Ulmer J L, Mathews V P, Hamilton C A, Elster A D, Moran P R
Department of Radiology, Bowman Gray School of Medicine, Winston-Salem, NC, USA.
AJNR Am J Neuroradiol. 1996 May;17(5):805-19.
To characterize near-resonance saturation pulse MR imaging on a 1.5-T scanner in order to gain insight into underlying mechanisms that alter tissue contrast and to optimize the technique for neuroimaging.
Off-resonance saturation pulses were applied to T1-weighted, spin-density-weighted, and T2-weighted sequences at frequency offsets ranging from 50 Hz to 20,000 Hz down field from water resonance. Suppression ratios were determined at each offset for phantom materials (MnCl2 solution, gadopentetate dimeglumine, corn oil, water, and agar), normal brain structures, and a variety of brain lesions.
Signal suppression of MnCl2 on T1-weighted images occurred at offsets of less than 2000 Hz even though no macromolecules were present in the solution. Only those phantom materials and tissues with short or intermediate T1 relaxation times and relatively large T1/T2 ratios were sensitive to changing frequency offsets. Suppression of brain increased from approximately 20% at 2000 Hz offset to approximately 45% when the offset was reduced to 300 Hz. In human subjects, the net effect of reducing the frequency offset was to increase T2 contrast on T1-weighted, spin-density-weighted, and T2-weighted images. Distilled water and contrast material did not suppress except at very low offsets ( < 300 Hz). A frequency offset of 300 Hz was optimal for maximizing conspicuity between most contrast-enhancing lesions and adjacent brain while preserving anatomic detail.
Suppression of MnCl2 indicates that magnetization transfer is not the sole mechanism of contrast in near-resonance saturation MR imaging. Spin-lock excitation can reasonably explain the behavior of the phantom solutions and the increase in T2 contrast of tissues achieved as the frequency offset is decreased from 2000 Hz to 300 Hz. Below 300 Hz, saturation is presumably caused by spin-tip effects. With our pulse design, an offset of 300 Hz is optimal for many routine clinical imaging examinations.
对1.5-T扫描仪上的近共振饱和脉冲磁共振成像进行特性分析,以深入了解改变组织对比度的潜在机制,并优化神经成像技术。
在从水共振向下场50 Hz至20,000 Hz的频率偏移下,将失谐饱和脉冲应用于T1加权、自旋密度加权和T2加权序列。
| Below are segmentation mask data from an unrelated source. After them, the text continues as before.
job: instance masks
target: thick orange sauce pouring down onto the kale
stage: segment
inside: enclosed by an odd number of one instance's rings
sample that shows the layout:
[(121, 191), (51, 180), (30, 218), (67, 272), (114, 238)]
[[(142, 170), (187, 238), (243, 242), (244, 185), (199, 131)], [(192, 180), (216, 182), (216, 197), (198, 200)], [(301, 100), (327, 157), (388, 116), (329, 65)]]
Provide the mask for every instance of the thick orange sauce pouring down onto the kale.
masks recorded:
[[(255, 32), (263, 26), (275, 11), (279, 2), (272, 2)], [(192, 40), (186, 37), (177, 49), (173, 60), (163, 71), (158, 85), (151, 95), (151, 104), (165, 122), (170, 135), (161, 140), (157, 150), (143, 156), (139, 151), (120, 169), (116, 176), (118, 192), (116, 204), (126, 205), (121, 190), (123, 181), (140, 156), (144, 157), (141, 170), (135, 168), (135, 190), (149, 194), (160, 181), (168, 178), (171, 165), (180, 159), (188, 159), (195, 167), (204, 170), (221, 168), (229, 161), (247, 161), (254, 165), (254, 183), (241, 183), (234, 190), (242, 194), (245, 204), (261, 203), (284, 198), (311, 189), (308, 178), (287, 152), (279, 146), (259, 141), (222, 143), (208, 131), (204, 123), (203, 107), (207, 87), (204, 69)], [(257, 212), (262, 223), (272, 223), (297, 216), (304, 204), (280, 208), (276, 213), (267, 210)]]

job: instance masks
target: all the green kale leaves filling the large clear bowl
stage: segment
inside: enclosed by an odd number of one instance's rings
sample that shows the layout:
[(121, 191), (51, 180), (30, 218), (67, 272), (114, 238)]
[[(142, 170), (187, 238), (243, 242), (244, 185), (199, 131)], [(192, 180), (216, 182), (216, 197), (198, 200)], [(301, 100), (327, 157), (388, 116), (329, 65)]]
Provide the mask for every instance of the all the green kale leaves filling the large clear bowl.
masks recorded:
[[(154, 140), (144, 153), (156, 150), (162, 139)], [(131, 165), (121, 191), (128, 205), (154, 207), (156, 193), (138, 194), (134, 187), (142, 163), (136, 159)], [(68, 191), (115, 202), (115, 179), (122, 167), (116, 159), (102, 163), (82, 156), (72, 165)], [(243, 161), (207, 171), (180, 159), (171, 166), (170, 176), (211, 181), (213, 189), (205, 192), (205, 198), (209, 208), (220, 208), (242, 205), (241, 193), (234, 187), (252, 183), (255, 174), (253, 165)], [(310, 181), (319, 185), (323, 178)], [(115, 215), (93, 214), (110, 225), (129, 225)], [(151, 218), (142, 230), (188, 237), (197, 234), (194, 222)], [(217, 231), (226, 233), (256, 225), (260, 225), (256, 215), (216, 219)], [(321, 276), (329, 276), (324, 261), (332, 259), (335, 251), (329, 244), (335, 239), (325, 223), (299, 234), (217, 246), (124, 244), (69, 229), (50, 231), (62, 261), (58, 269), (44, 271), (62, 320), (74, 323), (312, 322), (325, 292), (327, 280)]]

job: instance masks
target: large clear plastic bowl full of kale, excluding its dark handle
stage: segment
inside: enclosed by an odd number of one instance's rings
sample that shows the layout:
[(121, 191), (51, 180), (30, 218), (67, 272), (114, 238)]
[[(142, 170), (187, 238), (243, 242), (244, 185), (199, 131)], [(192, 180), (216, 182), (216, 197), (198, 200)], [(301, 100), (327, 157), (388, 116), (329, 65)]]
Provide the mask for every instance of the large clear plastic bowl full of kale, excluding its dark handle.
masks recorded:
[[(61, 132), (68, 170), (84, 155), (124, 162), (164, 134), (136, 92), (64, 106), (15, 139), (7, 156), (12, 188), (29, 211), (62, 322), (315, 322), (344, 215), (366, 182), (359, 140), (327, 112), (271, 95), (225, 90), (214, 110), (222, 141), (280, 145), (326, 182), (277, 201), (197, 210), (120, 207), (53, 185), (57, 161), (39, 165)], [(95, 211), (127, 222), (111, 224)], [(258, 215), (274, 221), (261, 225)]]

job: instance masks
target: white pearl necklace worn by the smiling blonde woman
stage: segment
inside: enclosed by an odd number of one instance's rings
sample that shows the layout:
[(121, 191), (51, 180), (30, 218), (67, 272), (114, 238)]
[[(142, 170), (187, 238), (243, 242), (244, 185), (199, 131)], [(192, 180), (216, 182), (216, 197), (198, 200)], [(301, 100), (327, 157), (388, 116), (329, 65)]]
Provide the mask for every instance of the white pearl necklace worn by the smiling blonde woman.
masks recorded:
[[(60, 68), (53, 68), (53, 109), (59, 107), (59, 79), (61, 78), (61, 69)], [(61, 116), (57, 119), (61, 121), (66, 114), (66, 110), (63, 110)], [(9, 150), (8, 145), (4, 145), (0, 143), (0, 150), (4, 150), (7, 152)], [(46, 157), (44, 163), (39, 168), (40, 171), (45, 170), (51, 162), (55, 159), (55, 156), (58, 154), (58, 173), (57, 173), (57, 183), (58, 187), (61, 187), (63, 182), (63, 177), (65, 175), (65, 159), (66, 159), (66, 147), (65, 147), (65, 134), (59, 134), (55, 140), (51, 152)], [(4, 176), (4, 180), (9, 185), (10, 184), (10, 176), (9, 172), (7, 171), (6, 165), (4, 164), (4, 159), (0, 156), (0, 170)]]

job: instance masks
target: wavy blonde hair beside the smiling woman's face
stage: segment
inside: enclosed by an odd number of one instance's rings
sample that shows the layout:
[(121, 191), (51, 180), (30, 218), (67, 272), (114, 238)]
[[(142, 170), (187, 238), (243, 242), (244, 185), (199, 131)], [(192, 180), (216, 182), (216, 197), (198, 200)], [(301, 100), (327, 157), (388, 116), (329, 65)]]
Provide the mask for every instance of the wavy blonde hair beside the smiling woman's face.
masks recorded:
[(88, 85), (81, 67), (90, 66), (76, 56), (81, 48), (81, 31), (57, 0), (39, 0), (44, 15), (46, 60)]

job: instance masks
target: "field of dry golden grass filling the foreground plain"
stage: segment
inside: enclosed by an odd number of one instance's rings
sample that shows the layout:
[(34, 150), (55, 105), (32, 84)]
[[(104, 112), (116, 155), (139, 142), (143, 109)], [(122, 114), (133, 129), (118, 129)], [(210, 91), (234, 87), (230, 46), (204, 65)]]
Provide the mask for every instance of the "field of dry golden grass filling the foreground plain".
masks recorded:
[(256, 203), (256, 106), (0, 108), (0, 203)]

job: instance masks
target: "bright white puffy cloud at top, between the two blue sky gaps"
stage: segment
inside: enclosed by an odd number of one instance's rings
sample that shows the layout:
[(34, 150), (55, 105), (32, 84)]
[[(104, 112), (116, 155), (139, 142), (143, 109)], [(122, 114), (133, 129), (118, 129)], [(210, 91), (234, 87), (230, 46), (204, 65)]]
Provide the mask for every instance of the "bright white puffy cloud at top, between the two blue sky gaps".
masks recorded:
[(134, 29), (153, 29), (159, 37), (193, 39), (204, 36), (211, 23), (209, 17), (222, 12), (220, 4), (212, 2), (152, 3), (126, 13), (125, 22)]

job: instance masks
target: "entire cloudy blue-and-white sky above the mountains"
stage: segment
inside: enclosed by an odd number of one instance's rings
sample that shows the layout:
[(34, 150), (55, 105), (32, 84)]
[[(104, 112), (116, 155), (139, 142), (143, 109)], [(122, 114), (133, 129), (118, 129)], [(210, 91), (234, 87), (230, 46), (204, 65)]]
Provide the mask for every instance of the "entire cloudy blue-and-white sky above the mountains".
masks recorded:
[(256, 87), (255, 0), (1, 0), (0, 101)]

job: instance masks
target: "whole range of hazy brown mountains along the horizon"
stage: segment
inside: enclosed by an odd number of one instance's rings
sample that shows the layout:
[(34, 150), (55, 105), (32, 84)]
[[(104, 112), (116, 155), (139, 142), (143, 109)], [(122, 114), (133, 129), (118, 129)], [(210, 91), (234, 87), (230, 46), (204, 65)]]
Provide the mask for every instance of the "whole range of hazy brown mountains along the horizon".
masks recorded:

测定每种偏移下模拟材料(氯化锰溶液、钆喷酸葡胺、玉米油、水和琼脂)、正常脑结构和各种脑病变的抑制率。
尽管溶液中不存在大分子,但在低于2000 Hz的偏移下,T1加权图像上的氯化锰信号被抑制。只有那些具有短或中等T1弛豫时间且T1/T2比值相对较大的模拟材料和组织对频率偏移变化敏感。脑抑制从2000 Hz偏移时的约20%增加到偏移降至300 Hz时的约45%。在人体受试者中,降低频率偏移的净效应是增加T1加权、自旋密度加权和T2加权图像上的T2对比度。蒸馏水和造影剂除了在非常低的偏移(<300 Hz)时不被抑制。300 Hz的频率偏移最适合在保留解剖细节的同时最大化大多数强化病变与相邻脑之间的对比度。
氯化锰的抑制表明,磁化传递不是近共振饱和磁共振成像中对比度的唯一机制。自旋锁定激发可以合理地解释模拟溶液的行为以及随着频率偏移从2000 Hz降低到300 Hz组织T2对比度的增加。低于300 Hz时,饱和可能是由自旋尖端效应引起的。采用我们的脉冲设计,300 Hz的偏移对于许多常规临床成像检查是最佳的。